Slow axonal transport in experimental hypoxia and in neuropathy induced by p-bromophenylacetylurea

Abstract

The slow axonal transport of proteins radiolabeled by incorporation of [ 35S]methionine was studied in motor nerves of rats subjected to chronic hypoxia. The conditions involved exposure to an atmosphere of 8–10% oxygen for periods of 3, 5, or 10 weeks. An experimentally verified computer model predicted a drop in mean endoneurial oxygen tension from 30.5 to 19 mm Hg, despite a measured increase in circulating hemoglobin from 16 to 22 g%. Nerve conduction velocity was unaffected during the early stages of hypoxia. After 10 weeks of hypoxia, conduction velocity still appeared normal in the sciatic nerve but was reduced in the caudal nerve by 2.5–4.5 m/s. At no time, however, was there evidence of impaired slow axonal transport, which proceded with a mean velocity between 1 and 2 mm/day. Another set of experiments was performed to evaluate slow axonal transport in motor nerves of rats with peripheral neuropathy induced by the toxicant, p-bromophenylacetylurea.

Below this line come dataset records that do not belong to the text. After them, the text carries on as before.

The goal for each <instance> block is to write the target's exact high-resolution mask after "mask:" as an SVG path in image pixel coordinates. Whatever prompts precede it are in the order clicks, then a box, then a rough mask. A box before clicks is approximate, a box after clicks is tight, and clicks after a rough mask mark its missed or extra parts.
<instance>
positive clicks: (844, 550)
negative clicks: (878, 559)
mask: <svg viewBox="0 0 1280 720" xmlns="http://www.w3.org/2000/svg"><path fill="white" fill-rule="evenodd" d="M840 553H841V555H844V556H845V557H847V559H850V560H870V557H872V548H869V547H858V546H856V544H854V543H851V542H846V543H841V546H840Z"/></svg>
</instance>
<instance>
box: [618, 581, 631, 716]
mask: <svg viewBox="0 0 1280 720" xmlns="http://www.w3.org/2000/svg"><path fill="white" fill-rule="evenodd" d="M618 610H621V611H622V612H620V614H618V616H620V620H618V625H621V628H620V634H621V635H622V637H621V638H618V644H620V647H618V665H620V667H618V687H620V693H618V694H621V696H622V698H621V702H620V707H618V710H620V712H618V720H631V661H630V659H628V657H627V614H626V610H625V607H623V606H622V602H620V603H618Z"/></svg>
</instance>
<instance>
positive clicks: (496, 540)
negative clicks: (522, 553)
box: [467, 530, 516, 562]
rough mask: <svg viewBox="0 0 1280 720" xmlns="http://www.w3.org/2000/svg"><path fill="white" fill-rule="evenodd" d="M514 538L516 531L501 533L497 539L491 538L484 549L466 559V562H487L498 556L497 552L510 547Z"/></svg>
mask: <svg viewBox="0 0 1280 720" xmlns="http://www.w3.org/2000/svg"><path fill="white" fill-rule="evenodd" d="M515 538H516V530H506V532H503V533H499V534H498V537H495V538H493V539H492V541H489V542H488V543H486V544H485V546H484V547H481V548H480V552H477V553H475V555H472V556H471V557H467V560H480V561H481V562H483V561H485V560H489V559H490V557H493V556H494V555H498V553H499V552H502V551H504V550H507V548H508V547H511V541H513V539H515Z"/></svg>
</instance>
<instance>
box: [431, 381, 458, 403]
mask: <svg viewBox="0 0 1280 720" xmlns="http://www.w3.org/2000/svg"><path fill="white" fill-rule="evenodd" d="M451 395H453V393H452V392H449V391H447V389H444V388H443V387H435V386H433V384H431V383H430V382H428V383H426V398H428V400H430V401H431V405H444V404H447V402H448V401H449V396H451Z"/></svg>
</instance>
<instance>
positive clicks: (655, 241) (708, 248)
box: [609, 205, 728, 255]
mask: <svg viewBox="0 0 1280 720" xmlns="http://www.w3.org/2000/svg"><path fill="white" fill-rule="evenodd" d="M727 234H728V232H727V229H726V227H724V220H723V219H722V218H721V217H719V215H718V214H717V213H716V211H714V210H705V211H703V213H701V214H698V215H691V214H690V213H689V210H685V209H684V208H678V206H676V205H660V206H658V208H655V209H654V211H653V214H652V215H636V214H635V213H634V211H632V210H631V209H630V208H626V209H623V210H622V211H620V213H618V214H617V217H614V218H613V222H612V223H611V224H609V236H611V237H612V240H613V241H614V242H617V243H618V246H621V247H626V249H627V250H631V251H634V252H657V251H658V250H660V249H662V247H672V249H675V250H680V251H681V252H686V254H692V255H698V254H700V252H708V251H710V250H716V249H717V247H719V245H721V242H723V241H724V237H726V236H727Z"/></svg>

The results suggested a lower transport velocity in rats showing total hindlimb paralysis as compared with rats showing only mild to moderate motor dysfunction. The difference, however, could have reflected accelerated transport in mild neuropathy. In our view, the observations in experimental hypoxia- and toxicant-induced neuropathy are noteworthy for the resistance of slow transport to perturbation of the neuronal environment.